MUS2026-153 - museum specimen
Kubu (Western Province)
Papua New Guinea - Kubu, Western Province - Oceania
Sacred / spirit
Source term: bullroarer
bullroarer: English British Museum object type; no Kubu name is recorded.
This was no modest sliver of wood: over ninety centimetres of board painted red, black, white and yellow and dressed with berries, seeds, feathers, gum and rattan — a roarer built to be seen as well as heard, entered in the museum register at once as 'ceremonial.' The Finnish ethnographer Gunnar Landtman brought it back in 1912 from Kubu, a place he locates between Gaima and the Aramia River, in the low country where Kiwai territory on the Fly meets that of the Gogodala.

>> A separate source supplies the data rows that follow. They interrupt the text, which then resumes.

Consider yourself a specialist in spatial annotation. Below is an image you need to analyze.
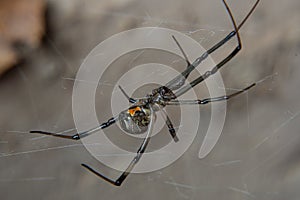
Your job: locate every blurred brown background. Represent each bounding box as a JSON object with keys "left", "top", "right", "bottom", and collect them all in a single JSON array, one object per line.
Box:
[{"left": 0, "top": 0, "right": 299, "bottom": 199}]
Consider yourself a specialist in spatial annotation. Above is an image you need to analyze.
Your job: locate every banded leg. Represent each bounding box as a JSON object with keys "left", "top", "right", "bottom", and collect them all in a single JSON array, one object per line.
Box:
[
  {"left": 167, "top": 83, "right": 255, "bottom": 105},
  {"left": 160, "top": 108, "right": 179, "bottom": 142},
  {"left": 174, "top": 0, "right": 242, "bottom": 97},
  {"left": 165, "top": 0, "right": 260, "bottom": 92},
  {"left": 30, "top": 117, "right": 118, "bottom": 140},
  {"left": 82, "top": 106, "right": 156, "bottom": 186}
]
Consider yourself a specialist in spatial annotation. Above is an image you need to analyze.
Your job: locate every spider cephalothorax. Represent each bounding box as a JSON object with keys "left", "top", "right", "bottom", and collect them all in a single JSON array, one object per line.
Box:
[{"left": 150, "top": 86, "right": 177, "bottom": 102}]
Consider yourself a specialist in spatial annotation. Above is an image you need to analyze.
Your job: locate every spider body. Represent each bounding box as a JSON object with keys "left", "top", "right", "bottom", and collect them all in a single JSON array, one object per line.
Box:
[
  {"left": 119, "top": 86, "right": 176, "bottom": 134},
  {"left": 30, "top": 0, "right": 260, "bottom": 186},
  {"left": 119, "top": 105, "right": 151, "bottom": 134}
]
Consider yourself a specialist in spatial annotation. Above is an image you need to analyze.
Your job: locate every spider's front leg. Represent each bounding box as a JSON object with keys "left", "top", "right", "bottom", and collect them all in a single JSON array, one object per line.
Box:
[
  {"left": 165, "top": 0, "right": 260, "bottom": 93},
  {"left": 167, "top": 83, "right": 255, "bottom": 105},
  {"left": 30, "top": 117, "right": 118, "bottom": 140}
]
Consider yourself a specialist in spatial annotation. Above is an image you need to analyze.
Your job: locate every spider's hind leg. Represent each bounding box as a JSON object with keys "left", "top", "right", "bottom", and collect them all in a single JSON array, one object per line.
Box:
[
  {"left": 82, "top": 107, "right": 156, "bottom": 186},
  {"left": 160, "top": 109, "right": 179, "bottom": 142},
  {"left": 30, "top": 117, "right": 117, "bottom": 140}
]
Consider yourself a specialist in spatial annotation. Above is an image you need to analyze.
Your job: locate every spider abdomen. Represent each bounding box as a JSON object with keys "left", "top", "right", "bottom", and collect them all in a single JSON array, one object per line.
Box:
[{"left": 119, "top": 105, "right": 151, "bottom": 134}]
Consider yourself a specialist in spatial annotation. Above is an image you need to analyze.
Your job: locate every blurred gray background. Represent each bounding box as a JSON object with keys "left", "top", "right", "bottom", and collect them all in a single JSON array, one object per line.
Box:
[{"left": 0, "top": 0, "right": 300, "bottom": 199}]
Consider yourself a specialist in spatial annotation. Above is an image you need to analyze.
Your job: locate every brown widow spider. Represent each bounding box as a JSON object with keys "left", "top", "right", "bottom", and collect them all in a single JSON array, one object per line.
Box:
[{"left": 31, "top": 0, "right": 260, "bottom": 186}]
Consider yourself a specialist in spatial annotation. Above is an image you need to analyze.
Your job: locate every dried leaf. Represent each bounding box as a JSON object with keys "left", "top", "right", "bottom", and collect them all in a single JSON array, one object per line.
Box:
[{"left": 0, "top": 0, "right": 45, "bottom": 75}]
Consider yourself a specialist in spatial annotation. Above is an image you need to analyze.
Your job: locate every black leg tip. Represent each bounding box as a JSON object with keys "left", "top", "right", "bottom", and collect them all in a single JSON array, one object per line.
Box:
[
  {"left": 245, "top": 83, "right": 256, "bottom": 90},
  {"left": 81, "top": 163, "right": 122, "bottom": 186},
  {"left": 115, "top": 180, "right": 122, "bottom": 186},
  {"left": 72, "top": 134, "right": 80, "bottom": 140},
  {"left": 30, "top": 130, "right": 50, "bottom": 135},
  {"left": 30, "top": 130, "right": 41, "bottom": 133}
]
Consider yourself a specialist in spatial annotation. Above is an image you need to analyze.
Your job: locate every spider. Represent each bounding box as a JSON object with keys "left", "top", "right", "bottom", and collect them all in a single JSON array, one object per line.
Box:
[{"left": 31, "top": 0, "right": 260, "bottom": 186}]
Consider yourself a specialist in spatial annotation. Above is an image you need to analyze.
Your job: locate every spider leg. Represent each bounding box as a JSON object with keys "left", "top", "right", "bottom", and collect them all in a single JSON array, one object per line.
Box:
[
  {"left": 167, "top": 83, "right": 255, "bottom": 105},
  {"left": 118, "top": 85, "right": 137, "bottom": 103},
  {"left": 172, "top": 35, "right": 191, "bottom": 67},
  {"left": 81, "top": 106, "right": 156, "bottom": 186},
  {"left": 166, "top": 36, "right": 191, "bottom": 91},
  {"left": 165, "top": 0, "right": 260, "bottom": 92},
  {"left": 174, "top": 0, "right": 243, "bottom": 97},
  {"left": 30, "top": 117, "right": 118, "bottom": 140},
  {"left": 159, "top": 108, "right": 179, "bottom": 142}
]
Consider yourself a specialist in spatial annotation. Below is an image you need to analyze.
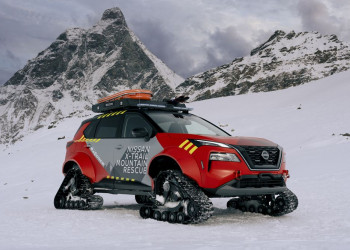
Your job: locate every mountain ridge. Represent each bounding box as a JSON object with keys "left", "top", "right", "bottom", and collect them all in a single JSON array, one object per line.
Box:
[{"left": 176, "top": 30, "right": 350, "bottom": 101}]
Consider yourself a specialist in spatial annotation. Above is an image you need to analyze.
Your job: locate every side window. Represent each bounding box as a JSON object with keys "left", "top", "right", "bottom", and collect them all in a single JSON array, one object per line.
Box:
[
  {"left": 95, "top": 116, "right": 123, "bottom": 138},
  {"left": 83, "top": 120, "right": 99, "bottom": 138},
  {"left": 122, "top": 113, "right": 153, "bottom": 138}
]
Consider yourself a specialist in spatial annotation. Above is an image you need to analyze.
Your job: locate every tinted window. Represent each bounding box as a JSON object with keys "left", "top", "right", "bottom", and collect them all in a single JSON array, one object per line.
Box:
[
  {"left": 83, "top": 120, "right": 99, "bottom": 138},
  {"left": 95, "top": 116, "right": 123, "bottom": 138},
  {"left": 122, "top": 113, "right": 153, "bottom": 138}
]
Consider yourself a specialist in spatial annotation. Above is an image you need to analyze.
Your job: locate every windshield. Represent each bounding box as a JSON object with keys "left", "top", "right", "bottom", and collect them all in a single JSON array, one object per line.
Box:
[{"left": 146, "top": 111, "right": 230, "bottom": 136}]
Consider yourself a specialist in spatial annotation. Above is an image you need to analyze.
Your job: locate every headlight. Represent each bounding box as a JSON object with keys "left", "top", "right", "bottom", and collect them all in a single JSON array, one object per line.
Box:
[
  {"left": 209, "top": 152, "right": 240, "bottom": 162},
  {"left": 191, "top": 139, "right": 230, "bottom": 148}
]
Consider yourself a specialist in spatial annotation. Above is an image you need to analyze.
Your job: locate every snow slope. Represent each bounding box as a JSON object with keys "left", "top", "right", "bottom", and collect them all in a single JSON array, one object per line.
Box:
[{"left": 1, "top": 71, "right": 350, "bottom": 249}]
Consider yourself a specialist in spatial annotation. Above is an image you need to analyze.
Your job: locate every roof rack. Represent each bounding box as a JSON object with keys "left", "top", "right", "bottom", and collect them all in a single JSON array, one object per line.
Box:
[{"left": 92, "top": 98, "right": 193, "bottom": 113}]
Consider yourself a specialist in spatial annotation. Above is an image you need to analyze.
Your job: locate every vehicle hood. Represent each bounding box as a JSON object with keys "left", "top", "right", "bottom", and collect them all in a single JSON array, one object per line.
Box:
[{"left": 168, "top": 134, "right": 278, "bottom": 147}]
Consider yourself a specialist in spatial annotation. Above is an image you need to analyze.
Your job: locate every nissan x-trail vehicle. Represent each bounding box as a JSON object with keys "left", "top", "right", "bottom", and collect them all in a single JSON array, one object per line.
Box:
[{"left": 54, "top": 89, "right": 298, "bottom": 224}]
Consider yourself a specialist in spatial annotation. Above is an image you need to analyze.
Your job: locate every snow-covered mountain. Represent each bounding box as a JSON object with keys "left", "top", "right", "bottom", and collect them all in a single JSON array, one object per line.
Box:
[
  {"left": 177, "top": 30, "right": 350, "bottom": 101},
  {"left": 1, "top": 70, "right": 350, "bottom": 249},
  {"left": 0, "top": 8, "right": 183, "bottom": 144}
]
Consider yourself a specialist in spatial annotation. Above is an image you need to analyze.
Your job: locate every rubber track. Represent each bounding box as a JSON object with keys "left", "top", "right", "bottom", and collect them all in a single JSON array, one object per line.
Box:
[
  {"left": 54, "top": 169, "right": 103, "bottom": 210},
  {"left": 270, "top": 189, "right": 298, "bottom": 216},
  {"left": 172, "top": 171, "right": 214, "bottom": 223},
  {"left": 151, "top": 170, "right": 214, "bottom": 224},
  {"left": 228, "top": 188, "right": 298, "bottom": 216}
]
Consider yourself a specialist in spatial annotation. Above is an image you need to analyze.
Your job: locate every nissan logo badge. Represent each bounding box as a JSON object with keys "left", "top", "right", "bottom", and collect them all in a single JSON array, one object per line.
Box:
[{"left": 261, "top": 150, "right": 269, "bottom": 160}]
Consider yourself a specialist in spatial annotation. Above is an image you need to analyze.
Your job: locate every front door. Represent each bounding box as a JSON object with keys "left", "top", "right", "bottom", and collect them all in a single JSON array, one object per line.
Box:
[
  {"left": 111, "top": 112, "right": 163, "bottom": 187},
  {"left": 90, "top": 111, "right": 163, "bottom": 191}
]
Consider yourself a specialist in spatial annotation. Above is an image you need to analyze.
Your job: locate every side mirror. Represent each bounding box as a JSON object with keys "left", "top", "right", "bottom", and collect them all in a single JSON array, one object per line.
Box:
[{"left": 132, "top": 127, "right": 150, "bottom": 141}]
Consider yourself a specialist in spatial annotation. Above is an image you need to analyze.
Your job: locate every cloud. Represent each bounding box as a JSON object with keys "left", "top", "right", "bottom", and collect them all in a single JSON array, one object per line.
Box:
[
  {"left": 131, "top": 19, "right": 196, "bottom": 77},
  {"left": 297, "top": 0, "right": 340, "bottom": 35},
  {"left": 205, "top": 26, "right": 252, "bottom": 69}
]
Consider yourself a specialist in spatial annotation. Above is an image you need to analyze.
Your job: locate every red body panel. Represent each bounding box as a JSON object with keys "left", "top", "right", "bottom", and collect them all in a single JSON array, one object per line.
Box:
[{"left": 63, "top": 122, "right": 109, "bottom": 182}]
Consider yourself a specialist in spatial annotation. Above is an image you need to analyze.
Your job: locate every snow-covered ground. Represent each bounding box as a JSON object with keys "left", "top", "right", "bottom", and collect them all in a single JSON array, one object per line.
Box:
[{"left": 1, "top": 71, "right": 350, "bottom": 249}]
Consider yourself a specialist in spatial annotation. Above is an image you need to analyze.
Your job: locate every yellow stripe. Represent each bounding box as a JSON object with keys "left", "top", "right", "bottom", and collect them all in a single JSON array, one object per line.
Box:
[
  {"left": 116, "top": 177, "right": 120, "bottom": 180},
  {"left": 106, "top": 176, "right": 110, "bottom": 179},
  {"left": 95, "top": 139, "right": 101, "bottom": 142},
  {"left": 106, "top": 113, "right": 113, "bottom": 117},
  {"left": 97, "top": 115, "right": 103, "bottom": 119},
  {"left": 179, "top": 140, "right": 189, "bottom": 148},
  {"left": 120, "top": 110, "right": 127, "bottom": 114},
  {"left": 131, "top": 179, "right": 135, "bottom": 182},
  {"left": 111, "top": 176, "right": 114, "bottom": 179},
  {"left": 184, "top": 142, "right": 193, "bottom": 151},
  {"left": 114, "top": 111, "right": 121, "bottom": 115},
  {"left": 189, "top": 146, "right": 198, "bottom": 154},
  {"left": 121, "top": 177, "right": 125, "bottom": 181},
  {"left": 126, "top": 178, "right": 130, "bottom": 181}
]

Ceremonial bullroarer, Kubu.
British Museum, Oc1912,1217.6, 1912 register.
- Object
- 90.5 x 28.5 x 4 cm wooden bullroarer, painted red, black, white, and yellow and ornamented with berries and feathers; materials also include seed, gum, and rattan.
- Function
- The 1912 register calls it ceremonial; no performance is described.
- Map confidence
- medium_high - Kubu populated-place anchor in Western Province, matching the British Museum findspot. This is a locality, not a claimed culture centroid.